In Kerry, the average time for an ambulance to get to the scene of a farm accident is 12-18 minutes. "Give your location and explain what has happened, bearing in mind that the person you are speaking to may have no idea what a PTO is, or what you mean by a (loader) bucket," said Mr Crowley.
"Once the facts have been established, the emergency services personnel will often be able to instruct a person on what to do across the phone."
In the case of a heart attack, this would involve administering CPR, which these days is "all about compression" according to Mr Crowley.
"Keeping the blood pressure up by doing 120 chest compressions per minute is vital. If you can give rescue breaths (mouth to mouth) by pinching the nose and inflating the lungs twice every 15 seconds, it's a bonus," said Mr Crowley.
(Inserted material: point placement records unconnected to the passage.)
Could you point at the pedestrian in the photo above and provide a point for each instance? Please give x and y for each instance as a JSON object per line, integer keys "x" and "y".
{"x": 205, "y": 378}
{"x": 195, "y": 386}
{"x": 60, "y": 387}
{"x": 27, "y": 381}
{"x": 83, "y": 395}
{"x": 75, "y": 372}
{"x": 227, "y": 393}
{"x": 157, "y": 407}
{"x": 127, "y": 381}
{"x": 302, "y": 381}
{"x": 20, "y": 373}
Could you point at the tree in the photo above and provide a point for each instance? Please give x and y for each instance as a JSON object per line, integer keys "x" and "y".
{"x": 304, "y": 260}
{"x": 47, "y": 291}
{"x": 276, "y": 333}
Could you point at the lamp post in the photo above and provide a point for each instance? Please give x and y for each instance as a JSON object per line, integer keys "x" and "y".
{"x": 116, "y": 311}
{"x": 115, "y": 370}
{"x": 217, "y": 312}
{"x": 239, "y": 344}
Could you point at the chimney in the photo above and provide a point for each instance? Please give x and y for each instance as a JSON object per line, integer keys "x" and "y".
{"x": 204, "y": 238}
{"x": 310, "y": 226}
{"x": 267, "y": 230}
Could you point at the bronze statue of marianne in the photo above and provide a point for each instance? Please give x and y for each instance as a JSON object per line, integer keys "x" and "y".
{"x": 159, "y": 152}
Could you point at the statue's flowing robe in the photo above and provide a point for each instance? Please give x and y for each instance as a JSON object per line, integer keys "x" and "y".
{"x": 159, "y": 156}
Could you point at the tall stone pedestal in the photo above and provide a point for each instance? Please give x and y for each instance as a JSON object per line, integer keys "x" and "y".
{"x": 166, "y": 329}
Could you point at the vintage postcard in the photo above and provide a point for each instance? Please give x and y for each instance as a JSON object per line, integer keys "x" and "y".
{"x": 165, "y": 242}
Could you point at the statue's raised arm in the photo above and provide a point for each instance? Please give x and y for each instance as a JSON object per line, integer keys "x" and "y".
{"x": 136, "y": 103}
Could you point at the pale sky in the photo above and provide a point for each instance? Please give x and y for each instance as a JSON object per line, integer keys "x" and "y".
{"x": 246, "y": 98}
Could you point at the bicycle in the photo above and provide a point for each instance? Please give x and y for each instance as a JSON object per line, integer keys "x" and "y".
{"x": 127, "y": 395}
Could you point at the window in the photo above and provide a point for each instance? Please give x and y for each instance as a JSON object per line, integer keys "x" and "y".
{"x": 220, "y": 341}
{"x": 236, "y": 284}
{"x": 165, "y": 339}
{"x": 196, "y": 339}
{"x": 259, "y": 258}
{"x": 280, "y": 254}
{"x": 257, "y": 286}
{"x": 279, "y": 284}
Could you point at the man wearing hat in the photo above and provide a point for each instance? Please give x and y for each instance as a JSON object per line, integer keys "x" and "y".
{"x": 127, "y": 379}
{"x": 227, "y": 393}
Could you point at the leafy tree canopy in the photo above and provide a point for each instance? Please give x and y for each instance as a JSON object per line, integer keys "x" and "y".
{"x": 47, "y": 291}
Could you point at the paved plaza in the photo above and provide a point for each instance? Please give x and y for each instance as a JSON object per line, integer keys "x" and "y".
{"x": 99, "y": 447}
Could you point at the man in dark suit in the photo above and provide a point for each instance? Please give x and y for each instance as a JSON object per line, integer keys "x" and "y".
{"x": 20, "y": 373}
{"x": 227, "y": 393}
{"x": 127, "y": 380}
Deep cuts is the other incident that can be helped until the ambulance arrives. "If an artery is cut, the blood will be really pumping out, and a real bright red in colour. This is a serious situation, and the key is to plug the hole so pressure should be kept on the wound at all times. Kneel on the wound if you must to keep the pressure up.
"Use a rag or something you're wearing to cover the wound. Don't worry if it's dirty. Any infection that it causes can be dealt with by the hospital, but it could be too late if the victim loses too much blood. A typical male will only have about five litres of blood in their bodies," said Mr Crowley.
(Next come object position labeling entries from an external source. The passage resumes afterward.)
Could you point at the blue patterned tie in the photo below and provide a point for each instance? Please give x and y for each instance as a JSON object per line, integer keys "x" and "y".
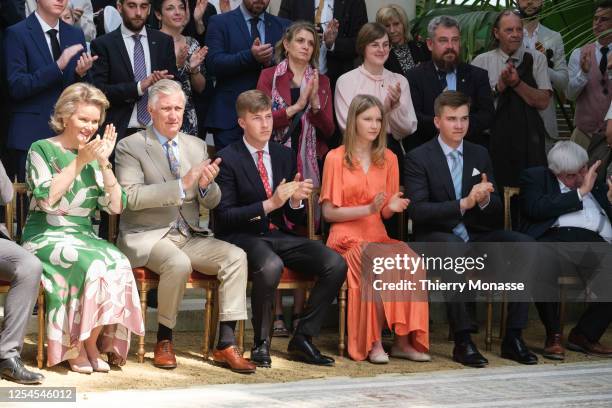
{"x": 457, "y": 175}
{"x": 175, "y": 169}
{"x": 140, "y": 73}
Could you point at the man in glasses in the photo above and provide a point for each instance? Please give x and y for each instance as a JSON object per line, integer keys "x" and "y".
{"x": 589, "y": 84}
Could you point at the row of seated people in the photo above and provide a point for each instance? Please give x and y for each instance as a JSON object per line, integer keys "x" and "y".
{"x": 256, "y": 193}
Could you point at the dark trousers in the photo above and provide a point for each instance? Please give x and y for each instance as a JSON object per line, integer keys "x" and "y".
{"x": 597, "y": 317}
{"x": 225, "y": 137}
{"x": 458, "y": 313}
{"x": 267, "y": 255}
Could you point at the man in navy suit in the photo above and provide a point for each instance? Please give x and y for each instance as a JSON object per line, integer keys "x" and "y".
{"x": 240, "y": 43}
{"x": 131, "y": 59}
{"x": 449, "y": 182}
{"x": 260, "y": 193}
{"x": 446, "y": 72}
{"x": 565, "y": 203}
{"x": 43, "y": 55}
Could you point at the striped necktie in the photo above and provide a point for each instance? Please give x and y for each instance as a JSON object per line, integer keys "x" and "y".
{"x": 140, "y": 73}
{"x": 457, "y": 176}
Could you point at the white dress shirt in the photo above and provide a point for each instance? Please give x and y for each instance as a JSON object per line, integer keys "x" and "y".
{"x": 591, "y": 217}
{"x": 46, "y": 27}
{"x": 577, "y": 78}
{"x": 129, "y": 42}
{"x": 327, "y": 15}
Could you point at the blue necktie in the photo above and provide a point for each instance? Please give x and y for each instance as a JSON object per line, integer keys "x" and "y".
{"x": 175, "y": 169}
{"x": 457, "y": 175}
{"x": 140, "y": 73}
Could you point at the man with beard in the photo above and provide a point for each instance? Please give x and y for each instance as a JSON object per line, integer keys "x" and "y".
{"x": 519, "y": 79}
{"x": 589, "y": 81}
{"x": 240, "y": 44}
{"x": 130, "y": 60}
{"x": 537, "y": 37}
{"x": 446, "y": 71}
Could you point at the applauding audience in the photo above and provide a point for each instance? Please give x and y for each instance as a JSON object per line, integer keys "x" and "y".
{"x": 91, "y": 296}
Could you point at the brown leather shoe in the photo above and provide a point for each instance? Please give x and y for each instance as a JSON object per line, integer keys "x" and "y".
{"x": 232, "y": 358}
{"x": 552, "y": 348}
{"x": 164, "y": 355}
{"x": 578, "y": 342}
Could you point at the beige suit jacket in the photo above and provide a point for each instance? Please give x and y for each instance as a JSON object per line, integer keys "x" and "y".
{"x": 154, "y": 196}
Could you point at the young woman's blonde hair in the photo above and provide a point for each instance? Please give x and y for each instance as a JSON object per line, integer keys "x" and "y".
{"x": 387, "y": 13}
{"x": 279, "y": 50}
{"x": 69, "y": 100}
{"x": 360, "y": 104}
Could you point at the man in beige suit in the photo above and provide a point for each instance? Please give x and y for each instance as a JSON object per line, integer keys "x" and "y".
{"x": 168, "y": 176}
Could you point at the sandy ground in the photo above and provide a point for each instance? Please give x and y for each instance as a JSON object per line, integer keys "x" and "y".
{"x": 193, "y": 370}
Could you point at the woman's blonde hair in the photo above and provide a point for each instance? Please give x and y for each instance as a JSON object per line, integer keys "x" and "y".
{"x": 69, "y": 100}
{"x": 279, "y": 50}
{"x": 388, "y": 13}
{"x": 360, "y": 104}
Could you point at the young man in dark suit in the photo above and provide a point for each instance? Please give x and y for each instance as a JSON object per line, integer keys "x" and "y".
{"x": 260, "y": 194}
{"x": 449, "y": 182}
{"x": 130, "y": 60}
{"x": 43, "y": 56}
{"x": 446, "y": 71}
{"x": 339, "y": 21}
{"x": 565, "y": 203}
{"x": 240, "y": 44}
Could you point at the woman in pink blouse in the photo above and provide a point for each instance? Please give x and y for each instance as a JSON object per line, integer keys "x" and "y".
{"x": 371, "y": 78}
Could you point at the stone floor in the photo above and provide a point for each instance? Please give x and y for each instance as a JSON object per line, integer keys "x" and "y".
{"x": 569, "y": 385}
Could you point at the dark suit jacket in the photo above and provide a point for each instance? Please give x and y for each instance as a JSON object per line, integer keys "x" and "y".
{"x": 231, "y": 62}
{"x": 323, "y": 121}
{"x": 114, "y": 75}
{"x": 429, "y": 186}
{"x": 351, "y": 14}
{"x": 35, "y": 82}
{"x": 242, "y": 192}
{"x": 542, "y": 202}
{"x": 425, "y": 88}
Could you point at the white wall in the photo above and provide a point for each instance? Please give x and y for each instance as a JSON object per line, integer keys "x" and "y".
{"x": 373, "y": 6}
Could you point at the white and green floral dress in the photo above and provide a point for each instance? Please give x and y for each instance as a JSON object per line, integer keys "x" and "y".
{"x": 88, "y": 282}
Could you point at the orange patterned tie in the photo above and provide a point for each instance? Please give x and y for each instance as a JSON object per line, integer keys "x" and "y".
{"x": 263, "y": 173}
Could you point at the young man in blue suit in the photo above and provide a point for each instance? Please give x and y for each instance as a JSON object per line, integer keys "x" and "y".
{"x": 43, "y": 55}
{"x": 240, "y": 44}
{"x": 260, "y": 194}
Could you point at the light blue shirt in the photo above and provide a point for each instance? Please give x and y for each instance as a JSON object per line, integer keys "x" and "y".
{"x": 261, "y": 26}
{"x": 177, "y": 153}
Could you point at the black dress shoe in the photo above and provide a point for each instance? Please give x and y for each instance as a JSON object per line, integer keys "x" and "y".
{"x": 514, "y": 348}
{"x": 260, "y": 354}
{"x": 12, "y": 369}
{"x": 303, "y": 350}
{"x": 467, "y": 354}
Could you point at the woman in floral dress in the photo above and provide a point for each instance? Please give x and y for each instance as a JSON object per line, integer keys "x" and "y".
{"x": 91, "y": 296}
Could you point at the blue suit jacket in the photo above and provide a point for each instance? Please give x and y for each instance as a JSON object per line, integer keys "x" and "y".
{"x": 230, "y": 60}
{"x": 34, "y": 80}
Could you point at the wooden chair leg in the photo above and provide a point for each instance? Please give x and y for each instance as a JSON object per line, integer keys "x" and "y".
{"x": 143, "y": 307}
{"x": 40, "y": 355}
{"x": 214, "y": 303}
{"x": 562, "y": 294}
{"x": 489, "y": 328}
{"x": 342, "y": 321}
{"x": 207, "y": 323}
{"x": 240, "y": 335}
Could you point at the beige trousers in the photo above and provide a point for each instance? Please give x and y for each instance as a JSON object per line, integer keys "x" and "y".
{"x": 174, "y": 257}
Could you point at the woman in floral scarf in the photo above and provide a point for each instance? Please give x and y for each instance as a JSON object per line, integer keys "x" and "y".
{"x": 302, "y": 112}
{"x": 90, "y": 291}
"Don't change the cloth if it becomes saturated - that will help the blood clot. Instead, try wrapping another piece of clothing around it.
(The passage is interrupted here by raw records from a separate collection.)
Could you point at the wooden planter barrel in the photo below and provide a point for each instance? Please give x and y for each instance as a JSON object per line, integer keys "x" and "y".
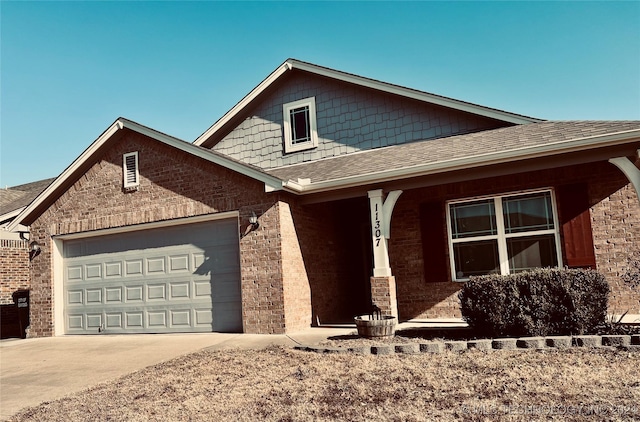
{"x": 375, "y": 328}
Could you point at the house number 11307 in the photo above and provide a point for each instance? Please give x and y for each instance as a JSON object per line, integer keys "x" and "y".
{"x": 377, "y": 232}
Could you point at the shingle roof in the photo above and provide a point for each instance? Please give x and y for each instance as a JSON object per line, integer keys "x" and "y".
{"x": 451, "y": 148}
{"x": 17, "y": 197}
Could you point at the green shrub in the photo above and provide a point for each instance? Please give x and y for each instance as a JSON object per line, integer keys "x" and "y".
{"x": 535, "y": 303}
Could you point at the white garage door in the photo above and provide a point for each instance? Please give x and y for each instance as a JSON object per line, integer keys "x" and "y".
{"x": 182, "y": 278}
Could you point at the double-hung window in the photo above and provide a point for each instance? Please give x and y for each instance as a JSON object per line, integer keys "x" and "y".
{"x": 300, "y": 127}
{"x": 503, "y": 235}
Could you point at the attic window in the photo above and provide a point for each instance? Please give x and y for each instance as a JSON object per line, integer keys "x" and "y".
{"x": 300, "y": 127}
{"x": 130, "y": 170}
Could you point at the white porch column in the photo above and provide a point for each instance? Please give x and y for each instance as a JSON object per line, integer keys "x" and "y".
{"x": 380, "y": 229}
{"x": 630, "y": 170}
{"x": 383, "y": 284}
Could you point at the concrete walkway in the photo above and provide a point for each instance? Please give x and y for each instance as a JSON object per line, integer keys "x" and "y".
{"x": 44, "y": 369}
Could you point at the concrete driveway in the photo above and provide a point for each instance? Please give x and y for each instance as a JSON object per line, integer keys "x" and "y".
{"x": 44, "y": 369}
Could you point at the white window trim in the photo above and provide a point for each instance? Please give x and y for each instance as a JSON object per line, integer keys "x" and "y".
{"x": 136, "y": 182}
{"x": 501, "y": 236}
{"x": 288, "y": 141}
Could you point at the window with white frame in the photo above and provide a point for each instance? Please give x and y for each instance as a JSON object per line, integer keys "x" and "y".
{"x": 503, "y": 234}
{"x": 131, "y": 176}
{"x": 300, "y": 128}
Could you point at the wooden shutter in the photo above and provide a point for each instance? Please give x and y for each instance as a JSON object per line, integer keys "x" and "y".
{"x": 575, "y": 220}
{"x": 130, "y": 167}
{"x": 434, "y": 242}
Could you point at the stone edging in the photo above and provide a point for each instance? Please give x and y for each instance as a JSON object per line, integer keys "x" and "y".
{"x": 434, "y": 346}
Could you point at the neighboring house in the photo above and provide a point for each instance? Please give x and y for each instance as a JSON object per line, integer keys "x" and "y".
{"x": 318, "y": 193}
{"x": 14, "y": 255}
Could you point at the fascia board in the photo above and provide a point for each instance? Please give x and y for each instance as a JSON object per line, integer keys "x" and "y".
{"x": 243, "y": 103}
{"x": 272, "y": 183}
{"x": 116, "y": 126}
{"x": 366, "y": 82}
{"x": 554, "y": 148}
{"x": 11, "y": 214}
{"x": 414, "y": 94}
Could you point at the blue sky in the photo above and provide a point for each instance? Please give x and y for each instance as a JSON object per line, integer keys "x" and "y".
{"x": 69, "y": 69}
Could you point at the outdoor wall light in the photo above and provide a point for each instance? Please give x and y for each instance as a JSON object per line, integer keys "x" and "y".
{"x": 253, "y": 220}
{"x": 34, "y": 249}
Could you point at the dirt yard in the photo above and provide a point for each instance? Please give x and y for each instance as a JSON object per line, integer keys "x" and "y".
{"x": 280, "y": 384}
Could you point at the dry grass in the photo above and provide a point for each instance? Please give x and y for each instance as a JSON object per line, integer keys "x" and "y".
{"x": 280, "y": 384}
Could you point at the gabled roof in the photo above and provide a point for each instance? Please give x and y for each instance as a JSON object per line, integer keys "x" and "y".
{"x": 17, "y": 197}
{"x": 504, "y": 145}
{"x": 57, "y": 187}
{"x": 292, "y": 64}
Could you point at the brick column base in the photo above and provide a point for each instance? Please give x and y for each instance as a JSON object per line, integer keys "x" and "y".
{"x": 383, "y": 295}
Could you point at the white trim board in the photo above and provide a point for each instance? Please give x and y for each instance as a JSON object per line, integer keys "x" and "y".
{"x": 150, "y": 226}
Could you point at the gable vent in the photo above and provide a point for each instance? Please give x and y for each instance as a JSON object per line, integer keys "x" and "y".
{"x": 130, "y": 170}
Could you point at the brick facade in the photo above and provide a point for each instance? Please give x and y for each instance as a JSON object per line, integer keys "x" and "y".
{"x": 615, "y": 213}
{"x": 173, "y": 185}
{"x": 14, "y": 280}
{"x": 349, "y": 119}
{"x": 14, "y": 268}
{"x": 308, "y": 263}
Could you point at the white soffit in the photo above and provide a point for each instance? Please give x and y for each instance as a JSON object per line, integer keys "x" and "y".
{"x": 538, "y": 151}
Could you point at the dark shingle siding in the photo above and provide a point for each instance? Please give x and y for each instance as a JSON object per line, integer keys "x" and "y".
{"x": 453, "y": 147}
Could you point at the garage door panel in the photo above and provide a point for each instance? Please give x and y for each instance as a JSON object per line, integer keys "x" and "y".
{"x": 166, "y": 287}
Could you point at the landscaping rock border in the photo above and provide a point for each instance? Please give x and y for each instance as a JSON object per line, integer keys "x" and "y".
{"x": 631, "y": 342}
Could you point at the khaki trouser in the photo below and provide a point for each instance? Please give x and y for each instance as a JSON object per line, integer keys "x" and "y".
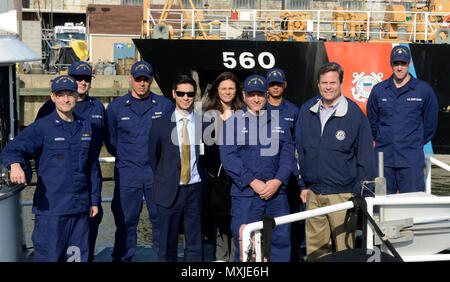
{"x": 320, "y": 230}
"The older the person is, the sooner they will go into shock from the loss of blood, so get them seated or lying down. They might start talking funny at this stage, asking you who you are - this is normal.
"Try to keep as much blood flowing around the heart as possible, so elevate the limbs, especially if one of them is cut.
"They may be getting cold from the loss of blood, so try to cover them up as much as possible," said Mr Crowley.